Bafana Bafana played Everton’s Steven Pienaar off in-form lone striker Katlego Mphela, unlucky to hit the post towards the end, with Teko Modise and Tshabalala taking up the wide positions. There was no place for Matthew Booth in the XI who played very well during the Confederations Cup last year. The remaining English-based contingent for South Africa was Kagisho Dikgacoi (Fulham) and captain Aaron Mokoena (Portsmouth). Their Latin American opponents fielded an all Premier League front three; West Ham’s Guillermo Franco flanked by Giovani dos Santos of Spurs and Carlos Vela of Arsenal. PSV Eindhoven duo Carlos Salcido and Francisco Javier Rodriguez were joined in the defensive positions by Ricardo Osorio and Paul Aguilar who looked very bright going forward; Barcelona’s Rafael Marquez sat in front of the back four.

Javier Aguirre’s side enjoyed early possession and probably deserved to be ahead by half-time. South Africa seemed to take their time feeling their way into the game but similarly to Mexico there was a lack of cutting edge and the killer pass in the final third. Giovani still remains an inconsistent player, getting himself into good positions but then failing to deliver. It was his and Carlos Vela’s movement that Bafana Bafana struggled to handle. Substitute Cuauhtemoc Blanco at 37 still showed his skill during the twenty minutes he was on the pitch. South Africa’s marking from set pieces was particularly poor and needs to be addressed on the training ground. In open play however they were better defensively.

At the other end, since record goalscorer Benni McCarthy had been dropped, I feel already that there is an awful lot of pressure on Pienaar to deliver for the hosts, too much pressure perhaps. There are question marks over both nation’s goalkeepers. Khune and Perez both had dodgy moments in the game, the former needlessly wasting a free-kick in second-half stoppage time with the match at 1-1 as he failed to wait for his South African team mates to push up. The Bafana Bafana keeper seems somewhat impulsive, but still made a good saves from Franco, otherwise wasteful with headers, in the first-half and Giovani in the second. Mexico’s number one chose to come out of his area on numerous occasions and parried a Siboniso Gaxa shot which will no doubt bring up further debate on the Jabulani match ball. Both sides will look to improve in their next match.

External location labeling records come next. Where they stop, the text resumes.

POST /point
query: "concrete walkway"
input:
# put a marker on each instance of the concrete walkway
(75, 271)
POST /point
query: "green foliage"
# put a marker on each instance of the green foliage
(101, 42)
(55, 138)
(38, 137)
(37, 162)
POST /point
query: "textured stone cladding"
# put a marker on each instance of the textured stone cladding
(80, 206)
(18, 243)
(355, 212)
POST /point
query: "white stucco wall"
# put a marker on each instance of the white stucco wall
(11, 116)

The later game in Group A was somewhat disappointing as the two sides produced the same result as the last time they met in the World Cup. Either side had a great chance to win the game, France in the first ten minutes when Sidney Govou just failed to meet Franck Ribery’s cross and Uruguay through Diego Forlan off Luis Suarez’s lay-off midway through the second-half. Nicolas Anelka, playing as a lone striker, seemed to lack discipline in that role, drifting into the channels and dropping deep to get the ball, reflecting the lack of consistent service from Govou who was very poor and Ribery who continues to disappoint. Playmaker Yohann Gourcuff is another of Les Bleues who underachieves. They failed to exploit the narrowness of Uruguay’s formation enough and their South American opponents carried a threat on the counter. The performances of Bacary Sagna and Abou Diaby, who provided much needed strength and drive to the midfield are the only positives besides keeping a clean sheet that Raymond Domenech can take. His tactics will continue to be criticised, particularly leaving Florent Malouda on the bench who has had his best ever season.

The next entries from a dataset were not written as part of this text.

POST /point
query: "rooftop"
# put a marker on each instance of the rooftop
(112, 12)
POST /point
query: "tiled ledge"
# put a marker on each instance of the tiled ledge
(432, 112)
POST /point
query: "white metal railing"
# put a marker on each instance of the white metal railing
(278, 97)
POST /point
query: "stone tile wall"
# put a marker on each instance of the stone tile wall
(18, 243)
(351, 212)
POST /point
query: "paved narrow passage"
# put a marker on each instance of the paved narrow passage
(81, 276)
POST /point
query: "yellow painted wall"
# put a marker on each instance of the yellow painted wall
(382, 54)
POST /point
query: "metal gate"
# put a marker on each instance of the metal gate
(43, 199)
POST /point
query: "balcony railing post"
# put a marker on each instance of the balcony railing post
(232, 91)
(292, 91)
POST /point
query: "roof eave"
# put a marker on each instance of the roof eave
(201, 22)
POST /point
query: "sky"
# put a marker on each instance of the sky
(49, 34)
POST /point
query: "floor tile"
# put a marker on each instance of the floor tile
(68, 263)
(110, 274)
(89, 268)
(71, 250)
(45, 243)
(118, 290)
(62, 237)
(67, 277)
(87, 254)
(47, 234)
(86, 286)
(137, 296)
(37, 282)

As for Uruguay, Diego Godin caught the eye, getting his partner in central defence national captain Diego Lugano out of trouble a number of times during the first-half. Substitute Nicolas Lodeiro was only on the pitch for eighteen minutes and was deservedly sent off for an unnecessary challenge. The hero of the qualification play-off against Costa Rica which got Uruguay to the tournament has now turned villain. France could have had a penalty off Victorino’s handling of the ball near the end, but neither side really deserved to win the game. Much like the South Africa v Mexico game, both sides will seek improvement in the next group game. Two draws on this opening match day leaves Group A very much wide open in my eyes.